No sé si nuestra cultura ha tenido alguna vez niveles tan por debajo del nivel del mar como ahora, pero una cosa así tendría una relativa importancia, si no se dieran, en este aspecto, auténticos pleamares, autosatisfacciones y autoestimas, e incluso altanerías, que ya hacían reír a Bertrand Russell hace más de cincuenta años, y todavía se exhiben. Y en una cafetería he visto, no hace tanto tiempo con qué olímpico desdén se contestó a quien que había preguntado por lo que significaba un cartel, colgado en la puerta, en el que se leía «Open». La contestación fue como dada a un pobre igorrote, indigno de estar en sociedad con tales ignorancias, y especialmente porque está muy mal visto preguntar.

Ya no venía siendo fácil preguntar a cualquier desconocido la hora en la calle o en el café, porque, peor que en el chiste judío, en el que un rabino se negaba a contestar a esa pregunta porque eso significaba pegar la hebra y podía terminar por el hecho de que el preguntón quisiera casarse con una hija suya y el rabino no quería un yerno que no pudiera comprarse un reloj, ahora sería como no tener teléfono móvil.

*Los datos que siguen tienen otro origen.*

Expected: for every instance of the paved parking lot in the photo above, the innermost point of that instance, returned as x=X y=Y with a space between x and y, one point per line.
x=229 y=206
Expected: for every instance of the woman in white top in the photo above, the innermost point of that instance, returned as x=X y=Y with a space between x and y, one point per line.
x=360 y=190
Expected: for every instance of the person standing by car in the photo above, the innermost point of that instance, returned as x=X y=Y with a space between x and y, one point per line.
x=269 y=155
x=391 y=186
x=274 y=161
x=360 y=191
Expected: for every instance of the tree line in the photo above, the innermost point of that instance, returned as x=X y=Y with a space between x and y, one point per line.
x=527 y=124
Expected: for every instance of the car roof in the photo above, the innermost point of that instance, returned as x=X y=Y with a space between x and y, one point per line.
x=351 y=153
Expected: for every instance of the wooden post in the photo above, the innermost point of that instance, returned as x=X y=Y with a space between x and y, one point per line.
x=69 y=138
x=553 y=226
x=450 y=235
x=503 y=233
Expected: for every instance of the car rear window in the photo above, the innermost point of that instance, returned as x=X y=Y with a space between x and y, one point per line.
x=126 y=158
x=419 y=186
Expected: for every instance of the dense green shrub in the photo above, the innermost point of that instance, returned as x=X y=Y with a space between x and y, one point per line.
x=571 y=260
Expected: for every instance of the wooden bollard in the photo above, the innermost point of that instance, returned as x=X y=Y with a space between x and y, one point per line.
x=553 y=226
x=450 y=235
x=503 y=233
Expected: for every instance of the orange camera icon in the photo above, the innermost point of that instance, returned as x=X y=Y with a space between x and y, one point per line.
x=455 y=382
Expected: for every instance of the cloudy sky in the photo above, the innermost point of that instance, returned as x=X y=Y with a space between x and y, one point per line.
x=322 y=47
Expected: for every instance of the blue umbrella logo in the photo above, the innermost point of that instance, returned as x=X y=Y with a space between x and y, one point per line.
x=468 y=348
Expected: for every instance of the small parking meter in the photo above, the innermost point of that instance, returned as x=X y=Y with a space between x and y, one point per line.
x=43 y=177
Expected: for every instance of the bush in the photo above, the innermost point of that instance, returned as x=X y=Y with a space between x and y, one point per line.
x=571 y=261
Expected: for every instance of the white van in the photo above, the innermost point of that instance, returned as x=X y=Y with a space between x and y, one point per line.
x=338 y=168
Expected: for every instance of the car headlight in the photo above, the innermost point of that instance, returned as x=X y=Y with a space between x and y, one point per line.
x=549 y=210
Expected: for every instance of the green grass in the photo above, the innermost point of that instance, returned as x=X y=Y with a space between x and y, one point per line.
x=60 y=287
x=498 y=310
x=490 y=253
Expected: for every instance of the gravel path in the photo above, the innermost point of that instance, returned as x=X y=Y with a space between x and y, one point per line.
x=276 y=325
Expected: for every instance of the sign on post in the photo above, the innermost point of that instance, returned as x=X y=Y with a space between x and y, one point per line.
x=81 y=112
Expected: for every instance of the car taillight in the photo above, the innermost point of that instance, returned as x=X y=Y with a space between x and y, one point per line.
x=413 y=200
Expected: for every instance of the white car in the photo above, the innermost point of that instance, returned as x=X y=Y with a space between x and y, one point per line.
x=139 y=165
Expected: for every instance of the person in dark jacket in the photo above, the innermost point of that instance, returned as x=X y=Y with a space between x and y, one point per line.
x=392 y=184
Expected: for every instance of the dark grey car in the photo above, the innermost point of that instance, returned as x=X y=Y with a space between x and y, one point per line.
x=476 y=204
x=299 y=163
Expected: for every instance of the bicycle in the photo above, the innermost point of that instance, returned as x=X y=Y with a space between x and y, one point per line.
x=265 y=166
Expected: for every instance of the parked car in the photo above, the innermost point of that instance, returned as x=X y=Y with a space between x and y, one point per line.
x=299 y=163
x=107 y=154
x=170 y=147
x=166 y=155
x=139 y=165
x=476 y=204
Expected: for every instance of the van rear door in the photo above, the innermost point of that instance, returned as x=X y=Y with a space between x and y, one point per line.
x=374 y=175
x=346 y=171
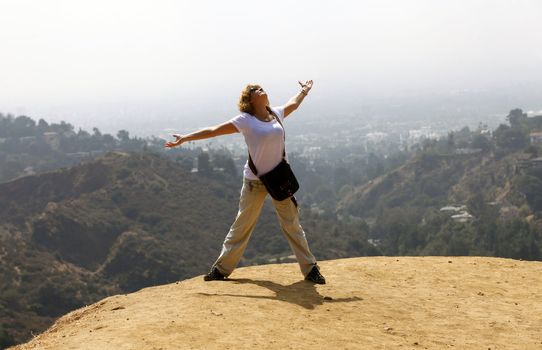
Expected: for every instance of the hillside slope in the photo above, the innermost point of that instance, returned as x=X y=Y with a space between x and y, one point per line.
x=368 y=303
x=122 y=222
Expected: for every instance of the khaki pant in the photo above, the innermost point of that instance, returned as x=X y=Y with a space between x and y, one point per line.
x=251 y=202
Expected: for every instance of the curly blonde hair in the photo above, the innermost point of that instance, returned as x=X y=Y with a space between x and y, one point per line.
x=244 y=100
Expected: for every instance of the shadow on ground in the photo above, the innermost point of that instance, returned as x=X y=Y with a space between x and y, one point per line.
x=302 y=293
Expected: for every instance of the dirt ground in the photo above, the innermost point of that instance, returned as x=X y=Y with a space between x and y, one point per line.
x=367 y=303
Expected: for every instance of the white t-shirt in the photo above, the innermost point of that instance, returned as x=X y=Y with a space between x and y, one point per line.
x=265 y=141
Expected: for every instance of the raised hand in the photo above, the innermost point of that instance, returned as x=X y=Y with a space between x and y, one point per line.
x=177 y=142
x=306 y=87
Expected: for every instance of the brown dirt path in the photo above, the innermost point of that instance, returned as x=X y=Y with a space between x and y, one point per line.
x=368 y=303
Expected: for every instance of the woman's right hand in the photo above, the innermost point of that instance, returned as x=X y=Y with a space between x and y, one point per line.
x=177 y=142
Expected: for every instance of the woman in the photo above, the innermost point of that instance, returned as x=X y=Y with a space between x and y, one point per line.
x=264 y=136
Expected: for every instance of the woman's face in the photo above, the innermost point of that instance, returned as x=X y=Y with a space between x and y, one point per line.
x=258 y=95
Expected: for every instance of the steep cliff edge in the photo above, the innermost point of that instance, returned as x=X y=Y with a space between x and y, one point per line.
x=368 y=303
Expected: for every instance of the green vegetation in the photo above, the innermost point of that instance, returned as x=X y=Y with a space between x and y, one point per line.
x=127 y=215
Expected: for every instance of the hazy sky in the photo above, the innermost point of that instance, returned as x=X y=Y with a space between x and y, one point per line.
x=59 y=53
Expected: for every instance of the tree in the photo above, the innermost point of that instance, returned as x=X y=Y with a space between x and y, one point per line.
x=123 y=135
x=204 y=165
x=516 y=118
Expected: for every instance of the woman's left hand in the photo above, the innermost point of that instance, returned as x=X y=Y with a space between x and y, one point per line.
x=307 y=86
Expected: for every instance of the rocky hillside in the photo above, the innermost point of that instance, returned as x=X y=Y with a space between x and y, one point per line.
x=368 y=303
x=433 y=180
x=121 y=223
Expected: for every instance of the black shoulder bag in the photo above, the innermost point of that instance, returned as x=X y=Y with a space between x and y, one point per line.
x=279 y=182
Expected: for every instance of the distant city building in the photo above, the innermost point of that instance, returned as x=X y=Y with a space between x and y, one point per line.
x=536 y=138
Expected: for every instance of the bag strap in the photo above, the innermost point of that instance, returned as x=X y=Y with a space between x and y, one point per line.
x=250 y=162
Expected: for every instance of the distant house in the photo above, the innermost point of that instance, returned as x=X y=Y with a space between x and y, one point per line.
x=462 y=214
x=536 y=138
x=462 y=217
x=52 y=139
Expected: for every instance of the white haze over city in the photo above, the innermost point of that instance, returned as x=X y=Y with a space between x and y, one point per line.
x=150 y=66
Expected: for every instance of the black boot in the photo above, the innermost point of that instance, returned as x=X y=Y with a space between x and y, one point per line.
x=315 y=276
x=214 y=275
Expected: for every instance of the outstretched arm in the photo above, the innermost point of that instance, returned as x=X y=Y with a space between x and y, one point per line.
x=206 y=133
x=295 y=101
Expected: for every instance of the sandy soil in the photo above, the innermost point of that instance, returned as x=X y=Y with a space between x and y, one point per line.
x=368 y=303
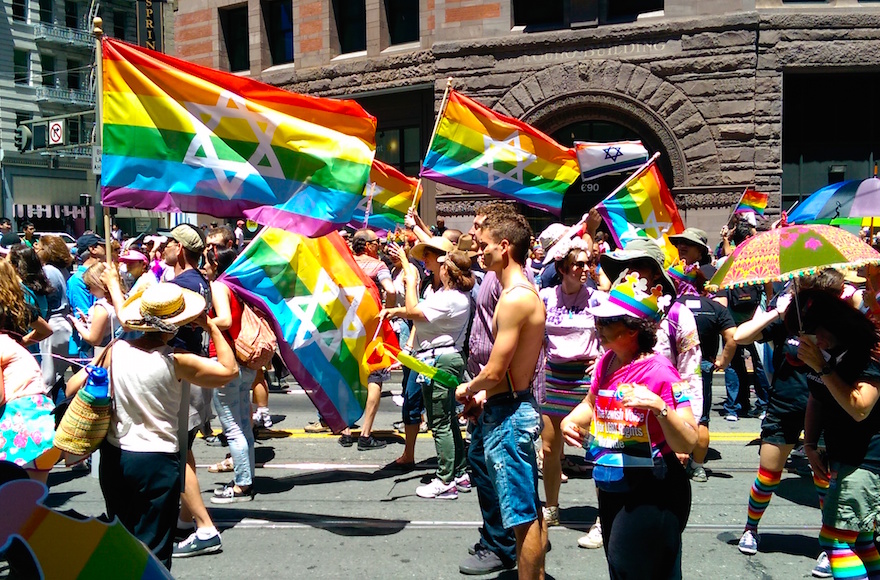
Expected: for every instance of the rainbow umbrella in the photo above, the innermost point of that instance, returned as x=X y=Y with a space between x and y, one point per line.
x=790 y=252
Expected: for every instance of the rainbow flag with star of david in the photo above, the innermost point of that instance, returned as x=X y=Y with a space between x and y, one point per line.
x=322 y=307
x=477 y=149
x=180 y=137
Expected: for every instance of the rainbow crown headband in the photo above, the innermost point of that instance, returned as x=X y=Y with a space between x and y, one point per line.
x=631 y=294
x=682 y=272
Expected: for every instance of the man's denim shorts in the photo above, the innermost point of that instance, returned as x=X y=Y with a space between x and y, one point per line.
x=511 y=426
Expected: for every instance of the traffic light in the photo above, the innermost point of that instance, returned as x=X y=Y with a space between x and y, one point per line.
x=23 y=137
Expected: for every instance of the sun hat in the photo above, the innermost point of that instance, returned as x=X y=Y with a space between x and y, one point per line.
x=561 y=249
x=629 y=296
x=188 y=236
x=161 y=304
x=637 y=250
x=438 y=244
x=132 y=256
x=551 y=234
x=693 y=236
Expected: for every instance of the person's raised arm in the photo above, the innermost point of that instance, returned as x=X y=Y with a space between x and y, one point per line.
x=205 y=372
x=750 y=331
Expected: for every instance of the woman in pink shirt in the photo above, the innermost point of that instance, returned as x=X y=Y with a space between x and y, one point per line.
x=639 y=416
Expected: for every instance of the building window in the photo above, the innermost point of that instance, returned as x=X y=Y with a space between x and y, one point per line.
x=46 y=11
x=278 y=17
x=47 y=62
x=71 y=14
x=628 y=10
x=119 y=20
x=19 y=9
x=233 y=21
x=351 y=24
x=21 y=67
x=74 y=74
x=546 y=15
x=403 y=20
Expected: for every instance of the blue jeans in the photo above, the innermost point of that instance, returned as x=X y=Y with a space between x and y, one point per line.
x=511 y=428
x=500 y=541
x=233 y=406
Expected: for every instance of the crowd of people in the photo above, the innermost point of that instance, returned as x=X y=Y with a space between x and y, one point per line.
x=552 y=339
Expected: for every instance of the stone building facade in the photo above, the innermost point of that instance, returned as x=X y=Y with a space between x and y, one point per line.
x=701 y=82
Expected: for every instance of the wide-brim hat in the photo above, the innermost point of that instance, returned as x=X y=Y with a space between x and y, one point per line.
x=438 y=244
x=693 y=236
x=638 y=250
x=166 y=302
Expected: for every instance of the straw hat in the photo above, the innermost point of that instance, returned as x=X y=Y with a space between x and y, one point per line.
x=438 y=244
x=164 y=303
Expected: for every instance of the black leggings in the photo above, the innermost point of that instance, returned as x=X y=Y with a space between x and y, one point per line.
x=649 y=519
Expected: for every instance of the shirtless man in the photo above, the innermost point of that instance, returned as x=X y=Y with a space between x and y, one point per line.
x=510 y=418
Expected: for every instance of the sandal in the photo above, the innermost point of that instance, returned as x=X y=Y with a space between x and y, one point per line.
x=223 y=466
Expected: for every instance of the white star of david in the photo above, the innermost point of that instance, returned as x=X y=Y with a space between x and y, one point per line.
x=509 y=151
x=653 y=226
x=262 y=122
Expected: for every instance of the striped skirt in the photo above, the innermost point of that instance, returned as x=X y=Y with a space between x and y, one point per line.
x=567 y=385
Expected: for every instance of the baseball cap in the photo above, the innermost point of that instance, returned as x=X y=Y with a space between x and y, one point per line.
x=188 y=236
x=86 y=241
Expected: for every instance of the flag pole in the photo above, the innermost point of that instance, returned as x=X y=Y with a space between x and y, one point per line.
x=369 y=204
x=433 y=134
x=98 y=31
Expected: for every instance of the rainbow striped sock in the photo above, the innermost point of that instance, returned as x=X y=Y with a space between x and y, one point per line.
x=760 y=494
x=821 y=486
x=866 y=550
x=838 y=544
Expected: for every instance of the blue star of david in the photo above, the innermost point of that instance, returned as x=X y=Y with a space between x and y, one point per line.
x=612 y=153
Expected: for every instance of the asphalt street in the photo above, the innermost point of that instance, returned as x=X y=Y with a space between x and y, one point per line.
x=323 y=511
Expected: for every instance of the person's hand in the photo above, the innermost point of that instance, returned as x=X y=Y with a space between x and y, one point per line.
x=462 y=395
x=810 y=353
x=782 y=303
x=818 y=462
x=573 y=434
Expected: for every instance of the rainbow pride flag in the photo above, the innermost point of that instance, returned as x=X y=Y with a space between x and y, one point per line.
x=389 y=194
x=180 y=137
x=477 y=149
x=642 y=206
x=323 y=309
x=752 y=201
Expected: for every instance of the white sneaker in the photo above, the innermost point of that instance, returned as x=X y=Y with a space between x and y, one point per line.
x=551 y=515
x=437 y=490
x=593 y=539
x=822 y=569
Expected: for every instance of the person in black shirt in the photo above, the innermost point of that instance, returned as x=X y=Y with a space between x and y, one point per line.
x=839 y=347
x=787 y=400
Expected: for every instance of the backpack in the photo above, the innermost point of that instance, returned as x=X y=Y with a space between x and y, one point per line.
x=256 y=342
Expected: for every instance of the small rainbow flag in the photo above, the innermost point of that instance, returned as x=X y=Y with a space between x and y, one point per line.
x=477 y=149
x=323 y=309
x=389 y=194
x=752 y=201
x=180 y=137
x=642 y=206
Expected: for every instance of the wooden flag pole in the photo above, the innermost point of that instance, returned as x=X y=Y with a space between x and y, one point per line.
x=98 y=31
x=433 y=134
x=369 y=204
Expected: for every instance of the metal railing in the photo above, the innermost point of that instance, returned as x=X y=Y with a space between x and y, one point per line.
x=66 y=96
x=62 y=34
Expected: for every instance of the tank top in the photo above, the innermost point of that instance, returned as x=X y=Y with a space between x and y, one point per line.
x=231 y=333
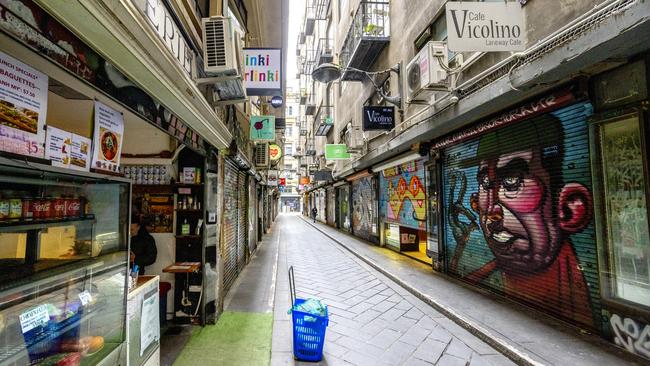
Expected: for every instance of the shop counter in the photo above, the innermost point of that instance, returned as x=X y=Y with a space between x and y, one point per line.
x=143 y=323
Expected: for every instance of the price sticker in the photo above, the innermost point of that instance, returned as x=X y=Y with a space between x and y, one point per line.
x=86 y=298
x=34 y=318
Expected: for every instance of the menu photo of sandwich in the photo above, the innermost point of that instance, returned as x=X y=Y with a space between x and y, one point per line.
x=23 y=119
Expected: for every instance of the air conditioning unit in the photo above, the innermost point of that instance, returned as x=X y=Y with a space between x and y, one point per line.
x=425 y=74
x=222 y=47
x=262 y=155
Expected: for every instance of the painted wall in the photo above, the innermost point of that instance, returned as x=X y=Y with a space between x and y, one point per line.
x=518 y=213
x=364 y=211
x=403 y=195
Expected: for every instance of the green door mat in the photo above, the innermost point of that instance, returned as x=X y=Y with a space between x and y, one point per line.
x=236 y=339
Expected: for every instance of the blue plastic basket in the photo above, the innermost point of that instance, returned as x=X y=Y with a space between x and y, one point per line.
x=308 y=334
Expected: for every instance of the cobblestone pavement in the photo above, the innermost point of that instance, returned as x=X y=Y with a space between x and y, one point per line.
x=373 y=321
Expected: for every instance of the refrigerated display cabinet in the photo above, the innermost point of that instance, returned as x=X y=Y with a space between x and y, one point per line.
x=63 y=265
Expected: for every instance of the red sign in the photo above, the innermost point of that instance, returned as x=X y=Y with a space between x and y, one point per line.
x=528 y=110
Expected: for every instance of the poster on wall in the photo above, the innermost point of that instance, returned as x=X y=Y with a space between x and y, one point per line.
x=67 y=150
x=23 y=107
x=263 y=71
x=58 y=144
x=262 y=128
x=107 y=138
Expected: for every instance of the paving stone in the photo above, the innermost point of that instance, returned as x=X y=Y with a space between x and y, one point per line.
x=398 y=353
x=385 y=338
x=458 y=349
x=430 y=350
x=402 y=324
x=359 y=346
x=416 y=362
x=376 y=299
x=403 y=305
x=427 y=323
x=392 y=314
x=448 y=360
x=384 y=306
x=335 y=349
x=367 y=316
x=414 y=313
x=415 y=335
x=360 y=359
x=440 y=334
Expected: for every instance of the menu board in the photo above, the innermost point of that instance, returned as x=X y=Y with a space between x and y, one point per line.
x=67 y=150
x=107 y=138
x=23 y=106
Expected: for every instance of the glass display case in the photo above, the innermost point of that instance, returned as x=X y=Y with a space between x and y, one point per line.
x=63 y=265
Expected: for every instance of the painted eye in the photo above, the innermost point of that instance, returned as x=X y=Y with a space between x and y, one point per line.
x=511 y=183
x=485 y=182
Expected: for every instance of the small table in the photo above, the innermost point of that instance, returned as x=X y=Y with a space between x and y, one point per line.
x=187 y=268
x=183 y=267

Esto es, un signo de pobreza asistencial urgente no llevar reloj consigo, o sería una inconveniencia similar a la que también parece que cometemos cuando damos los buenos días o las buenas tardes a desconocidos, por la sencilla razón de que pensamos que al fin y al cabo nos estamos encontrando, no con marcianos sino con hombres o mujeres que merecen una muestra de respeto.

Por las caras que de ordinario ponen, sin embargo, aquéllos a quienes saludamos, comprendemos que, al hacer esto, hemos sobrepasado todos los límites de lo tolerable, como preguntar en una librería de siete pisos por el Kempis, aunque es un libro que tuvo centenares de ediciones. Y claro está que es mucho más difícil pedir al vecino del piso, al que sólo conocemos de cruzarnos en la escalera, que nos preste algo –una minucia que necesitamos– porque se supone que todo el mundo es autosuficiente, y nuestro vecino no comprendería jamás que, no siéndolo, viviéramos junto a él. De manera que como nos falle este asunto de la sociedad del bienestar, y necesitemos pedir o preguntar algo a alguien, me parece que es inútil que haya otras diez leyes de educación y toda clase de medios técnicos, porque los que se precisan son españolitos que necesiten algo o preguntar para saber, y se las pregunten a quienes las sepan y a los libros.